Proceedings before the Court

  1. At the commencement of the hearing before me, Mr Karp made an application to amend the original application, relying on the proposed amended application filed with his outline of submissions. 

  2. Pursuant to r.7.01 of the Federal Circuit Court Rules 2001 (Cth) “at any stage in a proceeding, the Court or a Registrar may allow or direct a party to amend a document (other than an affidavit) in the way and on the conditions the Court or the Registrar thinks fit”.  

  1. Mr Karp explained that his client’s instructions came fairly late and resulted in the delay in filing an amended application.  The only evidence explaining the delay came from the bar table.  Mr Karp accepted that if leave was not granted, the application must fail, but submitted that the application has prospects of success.

  2. Mr Delany, Counsel for the Minister, objected to the amended application on merits, and submitted that the amended application was futile.  Mr Delany submitted that the Court should determine whether leave should be granted by reference to the prospects of the proposed amended application.  

  3. I invited Counsel to argue their cases as if leave were granted. 

Proposed ground 1:

  1. Mr Karp submitted that a qualitative analysis of whether a position is genuine within the meaning of reg.2.72(10)(f), as observed by Judge Smith, in this Court, in Cargo First Pty Ltd v Minister for Immigration & Anor [2015] FCCA 2091 at [30], requires the analysis of whether the position is necessary or desirable for the proper functioning of MNS Holdings’ business. This includes the assessment of 5 matters, namely the nature and function of MNS Holdings, the work Mr Mathiasz was engaged to do, whether that work was consistent with the description of Quality Assurance Manager provided by ANZSCO, and whether that work was within the duties of a Chef (see particulars (a)(i)‑(v) to ground 1). 

  2. Mr Karp submitted that in assessing whether the Tribunal genuinely and truly considered the matters essential to the exercise of the power invoked, this Court must assess whether a real, as distinct from a purported, exercise of the power has occurred, referring to Minister for Immigration and Ethnic Affairs v Guo [1997] HCA 22; (1997) 191 CLR 559 at [559]. He submitted that it is the reality and not the appearance that matters and that whilst a failure to refer to evidence may not vitiate a Tribunal decision, failure to consider relevant material can amount to jurisdictional error: see SZOVB v Minister for Immigration and Citizenship [2011] FCA 1462; (2011) 125 ALD 38 at [43]. He further submitted that the Tribunal failed to engage in an “active intellectual process” focused on the matters at hand: NAJT v Minister for Immigration and Multicultural and Indigenous Affairs (2005) 147 FCR 51 at [212], [229]; [2005] FCAFC 134.

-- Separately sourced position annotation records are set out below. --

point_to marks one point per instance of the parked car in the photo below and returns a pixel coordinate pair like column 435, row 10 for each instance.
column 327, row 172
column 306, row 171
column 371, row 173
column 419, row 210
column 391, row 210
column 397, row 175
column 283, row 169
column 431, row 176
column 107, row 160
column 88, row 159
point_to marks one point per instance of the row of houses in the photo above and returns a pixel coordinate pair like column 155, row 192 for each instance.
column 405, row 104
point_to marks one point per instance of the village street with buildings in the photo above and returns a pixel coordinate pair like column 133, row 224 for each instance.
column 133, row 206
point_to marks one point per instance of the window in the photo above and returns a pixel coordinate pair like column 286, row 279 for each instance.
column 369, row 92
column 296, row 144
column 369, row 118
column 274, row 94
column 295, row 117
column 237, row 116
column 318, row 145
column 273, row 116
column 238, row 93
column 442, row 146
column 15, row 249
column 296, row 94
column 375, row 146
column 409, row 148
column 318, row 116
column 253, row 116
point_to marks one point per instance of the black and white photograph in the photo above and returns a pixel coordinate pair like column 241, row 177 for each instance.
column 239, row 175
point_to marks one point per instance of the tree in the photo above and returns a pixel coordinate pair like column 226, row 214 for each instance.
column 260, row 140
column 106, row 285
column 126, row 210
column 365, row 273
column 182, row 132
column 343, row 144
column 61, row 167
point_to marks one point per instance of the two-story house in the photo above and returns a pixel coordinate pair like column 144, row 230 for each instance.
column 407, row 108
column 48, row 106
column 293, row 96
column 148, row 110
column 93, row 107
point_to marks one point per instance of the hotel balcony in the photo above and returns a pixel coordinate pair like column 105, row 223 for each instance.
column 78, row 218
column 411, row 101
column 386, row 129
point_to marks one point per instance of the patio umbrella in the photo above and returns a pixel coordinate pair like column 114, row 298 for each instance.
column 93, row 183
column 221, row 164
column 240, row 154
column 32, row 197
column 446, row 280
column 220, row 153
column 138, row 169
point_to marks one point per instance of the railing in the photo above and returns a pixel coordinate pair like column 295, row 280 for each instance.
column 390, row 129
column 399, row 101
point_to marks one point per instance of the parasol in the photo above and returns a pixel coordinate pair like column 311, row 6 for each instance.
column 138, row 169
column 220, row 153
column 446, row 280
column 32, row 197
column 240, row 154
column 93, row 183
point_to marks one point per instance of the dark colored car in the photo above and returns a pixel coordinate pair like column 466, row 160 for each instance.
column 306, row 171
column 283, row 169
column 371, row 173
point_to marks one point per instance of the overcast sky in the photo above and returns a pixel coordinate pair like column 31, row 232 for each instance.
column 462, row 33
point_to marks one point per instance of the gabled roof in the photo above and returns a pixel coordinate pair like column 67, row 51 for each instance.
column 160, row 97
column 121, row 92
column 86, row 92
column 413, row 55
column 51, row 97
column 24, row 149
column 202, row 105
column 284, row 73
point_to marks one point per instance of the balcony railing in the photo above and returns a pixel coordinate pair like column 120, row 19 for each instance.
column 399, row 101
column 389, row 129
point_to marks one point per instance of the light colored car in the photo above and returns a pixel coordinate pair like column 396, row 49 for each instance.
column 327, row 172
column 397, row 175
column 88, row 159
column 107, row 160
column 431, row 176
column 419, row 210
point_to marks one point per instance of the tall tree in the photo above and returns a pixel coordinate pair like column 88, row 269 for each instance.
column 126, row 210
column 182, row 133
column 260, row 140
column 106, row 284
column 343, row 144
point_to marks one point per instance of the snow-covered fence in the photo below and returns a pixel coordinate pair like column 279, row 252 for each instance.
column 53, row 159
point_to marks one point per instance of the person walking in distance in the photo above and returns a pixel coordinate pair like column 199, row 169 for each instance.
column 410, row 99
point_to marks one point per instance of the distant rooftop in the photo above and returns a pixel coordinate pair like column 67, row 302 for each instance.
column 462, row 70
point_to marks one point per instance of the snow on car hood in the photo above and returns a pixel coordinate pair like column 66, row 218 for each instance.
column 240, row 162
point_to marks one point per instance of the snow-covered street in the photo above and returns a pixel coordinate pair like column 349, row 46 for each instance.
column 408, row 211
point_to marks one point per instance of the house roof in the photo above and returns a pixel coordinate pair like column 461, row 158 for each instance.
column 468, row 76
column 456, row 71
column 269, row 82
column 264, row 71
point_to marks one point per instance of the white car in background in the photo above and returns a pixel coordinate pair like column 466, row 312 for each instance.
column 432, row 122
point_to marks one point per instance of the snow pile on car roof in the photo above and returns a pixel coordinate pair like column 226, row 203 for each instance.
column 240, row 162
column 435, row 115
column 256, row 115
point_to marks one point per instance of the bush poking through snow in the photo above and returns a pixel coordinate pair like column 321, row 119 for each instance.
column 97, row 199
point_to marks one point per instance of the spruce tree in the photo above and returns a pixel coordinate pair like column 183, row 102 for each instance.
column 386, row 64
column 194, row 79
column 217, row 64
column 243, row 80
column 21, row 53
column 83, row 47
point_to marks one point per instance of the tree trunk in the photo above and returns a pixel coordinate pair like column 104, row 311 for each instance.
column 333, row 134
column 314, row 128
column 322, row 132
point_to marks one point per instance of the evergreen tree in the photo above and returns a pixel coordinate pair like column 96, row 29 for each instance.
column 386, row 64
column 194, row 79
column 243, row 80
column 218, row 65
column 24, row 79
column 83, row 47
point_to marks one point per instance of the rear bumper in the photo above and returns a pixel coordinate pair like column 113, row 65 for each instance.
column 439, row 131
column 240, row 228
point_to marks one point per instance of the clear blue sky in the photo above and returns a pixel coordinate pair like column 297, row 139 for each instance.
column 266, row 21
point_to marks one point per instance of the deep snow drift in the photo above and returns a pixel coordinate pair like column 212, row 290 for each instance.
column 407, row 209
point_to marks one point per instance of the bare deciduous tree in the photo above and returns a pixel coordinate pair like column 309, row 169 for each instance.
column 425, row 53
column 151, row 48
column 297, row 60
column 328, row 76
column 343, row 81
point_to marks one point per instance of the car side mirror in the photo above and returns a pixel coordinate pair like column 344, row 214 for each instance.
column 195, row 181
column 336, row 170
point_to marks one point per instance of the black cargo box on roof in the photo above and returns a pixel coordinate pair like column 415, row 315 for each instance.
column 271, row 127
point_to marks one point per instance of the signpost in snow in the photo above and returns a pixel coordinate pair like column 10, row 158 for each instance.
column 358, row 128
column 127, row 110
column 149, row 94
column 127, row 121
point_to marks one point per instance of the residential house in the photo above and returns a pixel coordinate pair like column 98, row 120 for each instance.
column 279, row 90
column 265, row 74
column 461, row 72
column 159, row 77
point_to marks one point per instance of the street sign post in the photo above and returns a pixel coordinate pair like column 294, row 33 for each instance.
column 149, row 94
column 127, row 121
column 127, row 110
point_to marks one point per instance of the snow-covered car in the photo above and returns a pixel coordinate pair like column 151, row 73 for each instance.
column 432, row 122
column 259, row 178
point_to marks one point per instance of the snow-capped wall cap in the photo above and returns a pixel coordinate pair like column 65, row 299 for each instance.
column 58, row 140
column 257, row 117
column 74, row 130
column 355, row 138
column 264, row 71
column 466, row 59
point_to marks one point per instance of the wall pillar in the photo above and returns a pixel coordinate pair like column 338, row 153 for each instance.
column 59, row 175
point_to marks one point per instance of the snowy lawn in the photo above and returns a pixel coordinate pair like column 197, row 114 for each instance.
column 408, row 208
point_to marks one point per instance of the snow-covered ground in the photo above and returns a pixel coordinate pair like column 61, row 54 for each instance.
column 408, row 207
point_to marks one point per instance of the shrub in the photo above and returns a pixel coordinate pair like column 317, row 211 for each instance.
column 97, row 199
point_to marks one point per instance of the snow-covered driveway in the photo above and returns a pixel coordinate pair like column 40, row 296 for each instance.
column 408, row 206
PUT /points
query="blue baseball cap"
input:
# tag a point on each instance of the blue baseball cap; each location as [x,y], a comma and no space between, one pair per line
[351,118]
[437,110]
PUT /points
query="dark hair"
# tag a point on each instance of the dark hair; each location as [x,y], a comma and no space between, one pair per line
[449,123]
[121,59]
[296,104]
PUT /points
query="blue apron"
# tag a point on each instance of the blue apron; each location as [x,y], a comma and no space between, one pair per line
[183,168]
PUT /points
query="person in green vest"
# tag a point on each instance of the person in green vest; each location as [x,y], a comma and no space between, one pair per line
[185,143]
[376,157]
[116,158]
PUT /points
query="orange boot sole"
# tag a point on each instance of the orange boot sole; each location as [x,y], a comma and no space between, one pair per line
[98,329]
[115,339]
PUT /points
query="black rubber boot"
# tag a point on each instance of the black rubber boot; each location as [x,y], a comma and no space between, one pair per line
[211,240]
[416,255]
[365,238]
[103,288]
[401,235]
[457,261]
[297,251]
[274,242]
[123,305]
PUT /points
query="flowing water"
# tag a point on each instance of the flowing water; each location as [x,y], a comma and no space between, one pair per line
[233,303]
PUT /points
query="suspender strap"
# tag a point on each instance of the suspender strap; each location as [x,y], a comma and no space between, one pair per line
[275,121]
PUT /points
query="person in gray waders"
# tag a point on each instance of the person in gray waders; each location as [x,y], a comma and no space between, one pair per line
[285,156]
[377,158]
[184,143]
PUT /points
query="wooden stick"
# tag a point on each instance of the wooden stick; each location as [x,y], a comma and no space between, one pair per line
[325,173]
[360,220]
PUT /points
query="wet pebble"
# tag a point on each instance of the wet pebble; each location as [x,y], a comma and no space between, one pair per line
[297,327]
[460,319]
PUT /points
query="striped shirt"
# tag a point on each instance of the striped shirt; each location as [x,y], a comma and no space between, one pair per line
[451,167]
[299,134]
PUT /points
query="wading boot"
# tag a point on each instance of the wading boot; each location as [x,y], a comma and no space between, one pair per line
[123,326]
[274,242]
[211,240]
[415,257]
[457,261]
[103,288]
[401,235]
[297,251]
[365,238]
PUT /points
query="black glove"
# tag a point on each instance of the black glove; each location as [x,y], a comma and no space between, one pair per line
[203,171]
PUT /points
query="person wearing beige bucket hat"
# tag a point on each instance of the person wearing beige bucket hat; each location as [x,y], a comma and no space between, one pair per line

  3. Mr Karp submitted that failure by the Tribunal to consider the 5 matters is jurisdictional because it could have made a difference to the Tribunal’s decision to refuse to grant extension 7: see Hossain v Minister for Immigrationand Border Protection (2018) 92 ALJR 780 at [30]; (2018) 264 CLR 123. I set out the submissions on the first matter separately, and the remaining 4 collectively.

Nature of business

  1. First, in oral submissions, Mr Karp submitted that the Tribunal failed to consider submissions that referred to MNS Holdings as a business which consists of accommodation, a licenced restaurant, bar and café, and conference rooms, and that MNS Holdings provides large quantities of “high‑risk foods” to a large number of staying guests, event guests and the general public.  He submitted that the number of plates served per week increased from 1,357 to 2,269 plates per week as submitted by MNS Holdings in the Labour Support report.  He further submitted that the likelihood of contamination increases when “high risk foods” are prepared in bulk, substantiating the need for quality management systems. 

The remaining 4 matters

  1. Secondly, Mr Karp submitted that the Tribunal failed to actively engage with MNS Holdings’ submissions that referred to the work Mr Mathiasz was engaged to do, the necessity for that work to be done, whether that work was within the duties of a chef, and whether that work was consistent with the ANZCO description of a Quality Assurance Manager

  2. At [47] of the Decision, the Tribunal referred to the organisational chart provided by MNS Holdings, and was not satisfied that there was a genuine need for a Quality Assurance Manager because the business has an Operations Manager and Managing Director (see above at [35]).  In oral submissions, Mr Karp submitted that this evidenced a lack of engagement with submissions that showed Mr Mathiasz’s role specifically related to food with an emphasis on safety. 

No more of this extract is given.